A Pastoral Prison: Ethics, Violence, and Place in Cotton County, Alabama

“When Christianity is not something imported into an Alabama prison but is constitutive of its workings, religion does not disappear when confronted by the prison’s overwhelming forces; instead, it opens space to reimagine that power and invites us to do the same. ”

Team Members/Contributors

Thomas Frederick Thornton Johns Hopkins University Contact Me

About this dissertation fellowship

Based on eighteen months of ethnographic fieldwork, this dissertation examines the relationship between a maximum-security prison and Christianity in rural Cotton County, Alabama.
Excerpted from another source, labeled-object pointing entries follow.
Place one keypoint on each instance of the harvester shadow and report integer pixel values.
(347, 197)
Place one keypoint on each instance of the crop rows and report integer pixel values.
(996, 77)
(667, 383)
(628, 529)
It describes how a fractured prison-security apparatus relies on pastoral authority – an obedience to Christ set within the discipleship trope of shepherd and flock – as it strives to capture Christian discipleship for the prison’s goal of penal compliance. I show, however, that as St. Kolbe’s administration creates the inmate “faith dorms” and death-row "fellowship" areas central to my project, the prison opens to outside chaplains, theological imaginaries, and local notions of place, through which new ethical concepts and possibilities of solidarity and care emerge within penal compliance. In tracking the close interaction between carceral and pastoral authority, I posit that following the ethical lives emergent from this relationship reveals inmate agency beyond resistance, and it throws into relief how inmates engage religion not to be insulated from the prison’s violence but, rather, to absorb it into making novel subjectivities and social commitments beyond the state. Prison ethical life, I argue, is a constellation of penal and religious actors, forces, imaginaries, and social projects rather than something contained within the prison itself as singularly reflective of state dominance. In bringing together scholarly literatures on ethics, Christianity, prison studies, and the U.S. South, my study lays bear the entanglement of the state punitive with the Christian redemptive, and it will contribute to better understanding the relationship between the ethical and the political in American religious life.